A decisão, no entanto, está deixando a Cultura, cuja programação infantil é uma das mais bem
conceituadas do mundo, com cara
de emissora comercial.
Além de descaracterizar os intervalos da emissora, os seis minutos
por hora de publicidade são alvo
de uma série de questionamentos:
1) a legislação em vigor proíbe
propaganda em TVs públicas e
educativas como as que vêm sendo
veiculadas pela Cultura (e também
pela TVE, do Rio);
2) o estatuto da Fundação Padre
Anchieta (mantenedora da emissora) só permite "referência estritamente institucional" de empresas que patrocinam programas;
3) os preços praticados pela Cultura, em valores absolutos, são os
mais baixos entre as TVs abertas e
se igualam aos cobrados por canais
por assinatura;
4) a Cultura contratou, sem licitação, uma empresa para intermediar a negociação com as agências,
o que eleva as comissões de terceiros para 37% -o normal é 20%.
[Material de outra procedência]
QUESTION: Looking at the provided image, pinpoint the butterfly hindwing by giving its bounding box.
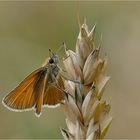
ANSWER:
[43,74,64,107]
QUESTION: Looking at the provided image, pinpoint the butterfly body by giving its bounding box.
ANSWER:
[3,54,64,116]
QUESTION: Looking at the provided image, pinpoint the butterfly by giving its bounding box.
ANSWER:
[2,50,64,116]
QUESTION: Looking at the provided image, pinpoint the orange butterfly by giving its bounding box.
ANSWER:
[2,52,64,116]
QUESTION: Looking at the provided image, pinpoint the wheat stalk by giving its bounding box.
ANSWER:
[61,22,112,140]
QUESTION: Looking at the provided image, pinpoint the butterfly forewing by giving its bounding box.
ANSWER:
[3,67,44,111]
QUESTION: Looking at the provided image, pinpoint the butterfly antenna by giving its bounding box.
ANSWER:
[76,1,81,28]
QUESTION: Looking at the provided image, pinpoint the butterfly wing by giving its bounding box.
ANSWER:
[3,67,44,111]
[43,74,64,107]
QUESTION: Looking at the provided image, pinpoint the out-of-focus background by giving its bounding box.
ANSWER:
[0,2,140,139]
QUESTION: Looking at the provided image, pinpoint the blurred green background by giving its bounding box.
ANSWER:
[0,2,140,139]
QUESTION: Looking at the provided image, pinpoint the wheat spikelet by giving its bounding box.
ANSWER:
[61,20,112,140]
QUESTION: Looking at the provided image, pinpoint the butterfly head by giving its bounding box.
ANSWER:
[49,50,58,65]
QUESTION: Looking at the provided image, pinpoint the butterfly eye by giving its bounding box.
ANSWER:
[49,58,54,64]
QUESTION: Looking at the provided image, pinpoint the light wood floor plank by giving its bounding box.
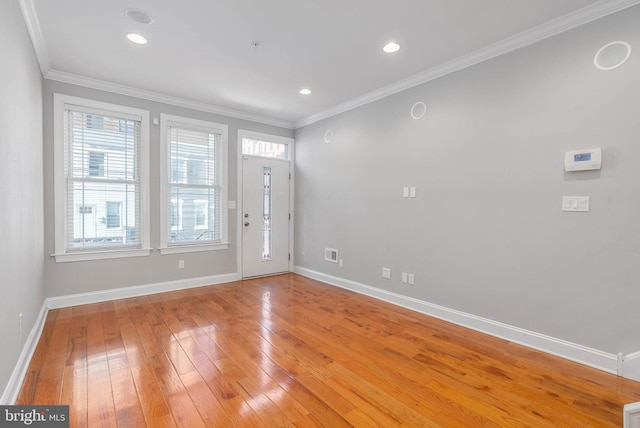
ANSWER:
[17,274,640,428]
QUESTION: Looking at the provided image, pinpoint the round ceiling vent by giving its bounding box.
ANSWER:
[124,8,153,24]
[411,101,427,120]
[593,40,631,71]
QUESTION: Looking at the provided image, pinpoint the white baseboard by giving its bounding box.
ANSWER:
[0,301,49,406]
[294,266,640,380]
[47,273,240,309]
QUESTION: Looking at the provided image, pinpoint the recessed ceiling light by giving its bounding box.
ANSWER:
[124,8,153,25]
[382,42,400,53]
[127,33,147,45]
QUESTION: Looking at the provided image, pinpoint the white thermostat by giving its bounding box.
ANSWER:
[564,149,602,171]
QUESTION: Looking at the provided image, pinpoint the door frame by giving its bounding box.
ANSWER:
[236,129,295,279]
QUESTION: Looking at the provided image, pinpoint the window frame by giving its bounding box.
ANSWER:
[160,113,229,255]
[53,93,151,263]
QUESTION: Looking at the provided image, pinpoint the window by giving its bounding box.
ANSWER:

Além disso, a empresa contratada,
a Connect, subcontratou uma outra, a Starsat.
A guinada da Cultura rumo ao
mercado publicitário começou em
outubro passado, com a intensificação da venda de espaços para
empresas dizerem que apóiam determinados programas.
Seguindo experiência inaugurada pela TVE em janeiro de 98, em
março deste ano a TV Cultura se
abriu para a publicidade explícita,
mas com restrições -não aceita
propaganda de bebidas e cigarros e
nem aquelas que anunciam promoções ou exibem preços de produtos, como as de lojas de móveis
(veja quadro abaixo).
Hoje, intervalos de programas
como o "Jornal da Cultura", "Roda
Viva" e "Cartão Verde" são ocupados por peças que os publicitários
chamam de "institucionais".
São institucionais anúncios que
reforçam a imagem de determinada empresa ou que mostram vantagens de produtos, mas sem um
apelo direto ao consumidor.
Nessa categoria, enquadram-se
campanhas como a do Unibanco,
atualmente no ar, que mostra como é "agradável" ser cliente do
banco, ou a da Caixa Econômica
Federal, que reforça a imagem de
uma instituição "moderna", também exibidas nas redes privadas.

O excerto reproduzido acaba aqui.